Let $X$ be a normed space,let $A$ be a non-empty subset of $X$, and let $\lbrace c_x \rbrace_{x \in A}$ be a corresponding set of scalars. Prove the following are equivalent:
a.) There exists $f \in X'$ such that $f(x)=c_x$ for all $x \in A$.
b.) There exists a constant $M \geq 0$ such that $$|\sum_{i=1}^n \alpha_ic_{x_i}| \leq M||\sum_{i=1}^n \alpha_i x_i||$$ for all possible choices $x_1,..., x_n \in A$ and of scalars $\alpha_1,..., \alpha_n \in \mathbb{F}$
I am not really sure how does $\lbrace c_x \rbrace_{x \in A}$ look like?
Assuming (a), we simply have
$$ | \sum\limits_{i=1}^n \alpha_i c_{x_i} | = | \sum\limits_{i=1}^n \alpha_i f(x_i) | = | f(\sum\limits_{i=1}^n \alpha_i x_i) | \leq ||f|| || \sum\limits_{i=1}^n \alpha_i x_i ||$$
Which is (b) when $M = ||f|| $.
Conversely, assume we have (b). Let $A'$ denote the span of $A$. Define a function $f:A' \rightarrow \mathbb{R}$ as in (a). Clearly f is well defined. We need to check its linear and bounded.

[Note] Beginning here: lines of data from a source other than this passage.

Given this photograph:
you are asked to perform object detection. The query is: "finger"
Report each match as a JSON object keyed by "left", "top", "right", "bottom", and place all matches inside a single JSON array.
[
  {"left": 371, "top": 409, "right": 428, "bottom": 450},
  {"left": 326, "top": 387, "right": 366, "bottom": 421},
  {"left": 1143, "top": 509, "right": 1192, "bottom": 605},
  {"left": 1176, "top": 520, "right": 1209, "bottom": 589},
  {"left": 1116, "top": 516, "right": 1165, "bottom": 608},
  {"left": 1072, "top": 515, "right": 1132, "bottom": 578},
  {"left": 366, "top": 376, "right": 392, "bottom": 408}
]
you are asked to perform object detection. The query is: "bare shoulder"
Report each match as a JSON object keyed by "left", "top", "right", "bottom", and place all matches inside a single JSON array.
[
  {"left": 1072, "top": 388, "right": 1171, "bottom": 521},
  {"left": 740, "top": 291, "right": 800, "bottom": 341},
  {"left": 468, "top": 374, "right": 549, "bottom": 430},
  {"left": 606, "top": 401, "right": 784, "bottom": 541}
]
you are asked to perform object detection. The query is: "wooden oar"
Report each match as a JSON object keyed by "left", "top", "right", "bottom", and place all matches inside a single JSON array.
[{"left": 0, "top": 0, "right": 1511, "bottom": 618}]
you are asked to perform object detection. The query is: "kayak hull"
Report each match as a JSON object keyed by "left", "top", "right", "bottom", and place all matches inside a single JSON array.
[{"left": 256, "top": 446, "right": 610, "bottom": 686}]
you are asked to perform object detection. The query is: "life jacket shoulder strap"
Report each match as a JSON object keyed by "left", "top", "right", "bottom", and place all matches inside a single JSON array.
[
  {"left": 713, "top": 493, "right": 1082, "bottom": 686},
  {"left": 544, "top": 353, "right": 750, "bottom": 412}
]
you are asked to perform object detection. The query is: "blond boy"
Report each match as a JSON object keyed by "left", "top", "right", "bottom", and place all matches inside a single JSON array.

$$ | f( \alpha x + y) - \alpha f(x) - f(y) | = | c_{\alpha x +y} - \alpha c_x - c_y| \leq M ||(\alpha x+y)-\alpha x-y|| = 0$$
So $f$ is linear.
$ |f(x)| = |c_x| \leq M ||x|| $ for any $x \in A'$. So $f$ is bounded.
Finally, by Hahn Banach we can extend $f$ to a functional on $X$ with the same norm, agreeing with $f$ on $A'$.